The folk-lore of Wales in as far as it concerns the Fairies consists of a very few typical tales, such as:—
(1) The Fairy Dance and the usual entrapping of a youth, who dances with the Little People for a long time, while he supposes it only a few minutes, and who if not rescued is taken by them.
(2) There are other ways in which recruits may be led into Fairyland and induced to marry fairy maidens, and any one so led away is practically lost to his kith and kin, for even if he be allowed to visit them, the visit is mostly cut short in one way or another.
(3) A man catches a fairy woman and marries her. She proves to be an excellent housewife, but usually she has had put into the marriage-contract certain conditions which, if broken, inevitably release her from the union, and when so released she hurries away instantly, never to return, unless it be now and then to visit her children. One of the conditions, especially in North Wales, is that the husband should never touch her with iron. But in the story of the Lady of Llyn y Fan Fach, in Carmarthenshire, the condition is that he must not strike the wife without a cause three times, the striking being interpreted to include any slight tapping, say, on the shoulder. This story is one of the most remarkable on record in Wales, and it recalls the famous tale of Undine, published in German many years ago by De La Motte Fouqué. It is not known where he found it, or whether the people among whom it was current were pure Germans or of Celtic extraction.
(4) The Fairies were fond of stealing nice healthy babies and of leaving in their place their own sallow offspring. The stories of how the right child might be recovered take numerous forms; and some of these stories suggest how weak and sickly children became the objects of systematic cruelty at the hands of even their own parents.
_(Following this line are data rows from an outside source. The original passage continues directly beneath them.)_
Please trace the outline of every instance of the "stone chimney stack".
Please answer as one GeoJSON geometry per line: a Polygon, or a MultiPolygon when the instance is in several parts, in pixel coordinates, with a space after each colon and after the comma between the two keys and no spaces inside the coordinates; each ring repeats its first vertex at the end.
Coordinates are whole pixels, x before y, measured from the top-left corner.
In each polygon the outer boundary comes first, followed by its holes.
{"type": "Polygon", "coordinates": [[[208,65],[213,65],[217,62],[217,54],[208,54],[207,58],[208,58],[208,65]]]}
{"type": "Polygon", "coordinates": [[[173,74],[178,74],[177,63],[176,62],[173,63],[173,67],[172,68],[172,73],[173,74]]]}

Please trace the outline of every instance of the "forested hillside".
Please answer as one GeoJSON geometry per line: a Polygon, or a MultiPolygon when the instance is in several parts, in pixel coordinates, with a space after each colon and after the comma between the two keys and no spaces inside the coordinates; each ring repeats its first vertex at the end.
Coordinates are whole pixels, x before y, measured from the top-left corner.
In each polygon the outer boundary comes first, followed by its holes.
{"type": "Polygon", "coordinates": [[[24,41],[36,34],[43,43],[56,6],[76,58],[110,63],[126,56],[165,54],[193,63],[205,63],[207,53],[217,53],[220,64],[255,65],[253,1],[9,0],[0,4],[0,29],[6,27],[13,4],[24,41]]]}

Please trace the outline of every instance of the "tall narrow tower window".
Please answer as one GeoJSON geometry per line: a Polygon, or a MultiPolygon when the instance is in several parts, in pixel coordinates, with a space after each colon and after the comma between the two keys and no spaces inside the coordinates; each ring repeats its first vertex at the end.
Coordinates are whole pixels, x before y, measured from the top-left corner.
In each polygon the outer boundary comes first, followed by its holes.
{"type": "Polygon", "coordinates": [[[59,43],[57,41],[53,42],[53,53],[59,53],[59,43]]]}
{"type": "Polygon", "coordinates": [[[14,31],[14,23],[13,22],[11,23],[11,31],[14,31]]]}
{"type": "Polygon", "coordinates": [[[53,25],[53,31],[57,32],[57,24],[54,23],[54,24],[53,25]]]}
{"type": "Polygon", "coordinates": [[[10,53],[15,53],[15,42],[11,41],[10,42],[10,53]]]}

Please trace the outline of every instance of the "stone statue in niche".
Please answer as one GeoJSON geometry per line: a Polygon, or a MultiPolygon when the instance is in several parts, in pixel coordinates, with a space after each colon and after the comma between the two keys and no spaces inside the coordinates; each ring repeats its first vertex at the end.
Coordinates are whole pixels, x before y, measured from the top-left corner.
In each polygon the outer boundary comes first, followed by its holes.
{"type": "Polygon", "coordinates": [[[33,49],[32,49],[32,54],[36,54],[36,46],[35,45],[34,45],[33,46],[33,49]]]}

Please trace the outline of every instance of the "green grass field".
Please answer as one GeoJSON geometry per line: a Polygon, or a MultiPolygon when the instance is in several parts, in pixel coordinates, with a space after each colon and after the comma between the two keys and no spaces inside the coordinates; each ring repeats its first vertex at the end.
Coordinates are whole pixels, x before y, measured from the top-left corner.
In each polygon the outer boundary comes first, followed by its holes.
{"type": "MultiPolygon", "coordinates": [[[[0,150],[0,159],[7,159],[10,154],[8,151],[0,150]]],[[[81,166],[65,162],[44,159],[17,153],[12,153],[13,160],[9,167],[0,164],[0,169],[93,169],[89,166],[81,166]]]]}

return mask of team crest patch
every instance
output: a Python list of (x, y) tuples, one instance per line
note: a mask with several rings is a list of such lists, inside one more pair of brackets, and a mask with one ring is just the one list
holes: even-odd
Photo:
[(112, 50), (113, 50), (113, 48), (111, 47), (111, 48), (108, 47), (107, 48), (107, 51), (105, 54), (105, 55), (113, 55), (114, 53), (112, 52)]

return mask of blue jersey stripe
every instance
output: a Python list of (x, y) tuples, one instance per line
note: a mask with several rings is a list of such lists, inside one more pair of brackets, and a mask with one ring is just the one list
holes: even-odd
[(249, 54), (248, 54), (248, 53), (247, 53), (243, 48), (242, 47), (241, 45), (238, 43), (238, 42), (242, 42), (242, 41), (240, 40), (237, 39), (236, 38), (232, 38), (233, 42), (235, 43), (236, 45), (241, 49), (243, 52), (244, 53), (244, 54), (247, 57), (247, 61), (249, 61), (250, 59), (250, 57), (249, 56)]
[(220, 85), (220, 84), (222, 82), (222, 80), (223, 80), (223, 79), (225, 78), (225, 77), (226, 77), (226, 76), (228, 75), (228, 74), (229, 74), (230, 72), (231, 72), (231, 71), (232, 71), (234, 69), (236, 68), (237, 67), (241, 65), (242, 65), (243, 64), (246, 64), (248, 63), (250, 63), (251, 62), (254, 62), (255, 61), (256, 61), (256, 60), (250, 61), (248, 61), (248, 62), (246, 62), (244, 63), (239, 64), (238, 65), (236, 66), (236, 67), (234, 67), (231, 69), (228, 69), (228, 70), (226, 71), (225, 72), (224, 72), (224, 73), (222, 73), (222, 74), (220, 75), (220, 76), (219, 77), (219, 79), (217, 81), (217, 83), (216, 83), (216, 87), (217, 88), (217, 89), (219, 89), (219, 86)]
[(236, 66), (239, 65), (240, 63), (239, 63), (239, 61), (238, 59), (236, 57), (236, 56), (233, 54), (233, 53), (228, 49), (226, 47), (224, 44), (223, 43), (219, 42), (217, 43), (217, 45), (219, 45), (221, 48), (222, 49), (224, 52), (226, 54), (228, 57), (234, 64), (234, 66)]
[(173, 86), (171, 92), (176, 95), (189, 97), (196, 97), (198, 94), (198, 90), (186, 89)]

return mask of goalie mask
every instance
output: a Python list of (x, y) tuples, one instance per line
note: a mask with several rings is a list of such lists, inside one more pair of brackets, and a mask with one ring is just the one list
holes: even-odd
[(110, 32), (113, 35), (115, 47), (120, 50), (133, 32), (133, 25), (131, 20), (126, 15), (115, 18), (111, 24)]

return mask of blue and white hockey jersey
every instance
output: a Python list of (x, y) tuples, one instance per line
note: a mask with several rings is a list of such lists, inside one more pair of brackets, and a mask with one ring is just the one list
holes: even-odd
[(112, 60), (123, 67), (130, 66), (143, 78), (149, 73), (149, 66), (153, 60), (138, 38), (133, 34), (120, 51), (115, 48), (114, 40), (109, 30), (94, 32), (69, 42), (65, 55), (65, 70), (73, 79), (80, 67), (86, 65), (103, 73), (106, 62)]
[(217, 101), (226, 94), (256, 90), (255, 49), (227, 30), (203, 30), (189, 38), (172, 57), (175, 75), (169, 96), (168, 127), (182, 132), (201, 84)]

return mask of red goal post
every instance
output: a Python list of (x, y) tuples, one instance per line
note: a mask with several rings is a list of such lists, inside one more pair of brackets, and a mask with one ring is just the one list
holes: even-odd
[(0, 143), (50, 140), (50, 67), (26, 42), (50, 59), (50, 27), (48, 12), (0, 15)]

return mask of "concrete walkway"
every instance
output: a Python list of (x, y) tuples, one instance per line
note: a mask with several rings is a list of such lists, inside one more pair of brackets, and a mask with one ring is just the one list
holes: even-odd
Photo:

The changeling was usually an old man, and many were the efforts made to get him to betray his identity.
(5) There is a widespread story of the fairy husband procuring for his wife the attendance of a human midwife. The latter was given a certain ointment to apply to the baby’s eyes when she dressed it. She was not to touch either of her own eyes with it, but owing to an unfailing accident she does, and with the eye so touched she is enabled to see the fairies in their proper shape and form. This has consequences: The fairy husband pays the midwife well, and discharges her. She goes to a fair or market one day and observes her old master stealing goods from a stall, and makes herself known to him. He asks her with which eye she sees him. She tells him, and the eye to which he objects he instantly blinds.
(6) Many are the stories about the fairies coming into houses at night to wash and dress their children after everybody is gone to bed. A servant-maid who knows her business leaves a vessel full of water for them, and takes care that the house is neat and tidy, and she then probably finds in the morning some fairy gift left her, whereas if the house be untidy and the water dirty, they will pinch her in her sleep, and leave her black and blue.
(7) The fairies were not strong in their household arrangements, so it was not at all unusual for them to come to the farm-houses to borrow what was wanting to them.
In the neighbourhood of Snowdon the fairies were believed to live beneath the lakes, from which they sometimes came forth, especially on misty days, and children used to be warned not to stray away from their homes in that sort of weather, lest they should be kidnapped by them. These fairies were not Christians, and they were great thieves. They were fond of bright colours. They were sharp of hearing, and no word that reached the wind would escape them. If a fairy’s proper name was discovered, the fairy to whom it belonged felt baffled.[47]
Some characteristics of the fairies seem to argue an ancient race, while other characteristics betray their origin in the workshop of the imagination; but generally speaking, the fairies are heterogeneous, consisting partly of the divinities of glens and forests and mountains, and partly of an early race of men more or less caricatured and equipped by fable with impossible attributes.[48]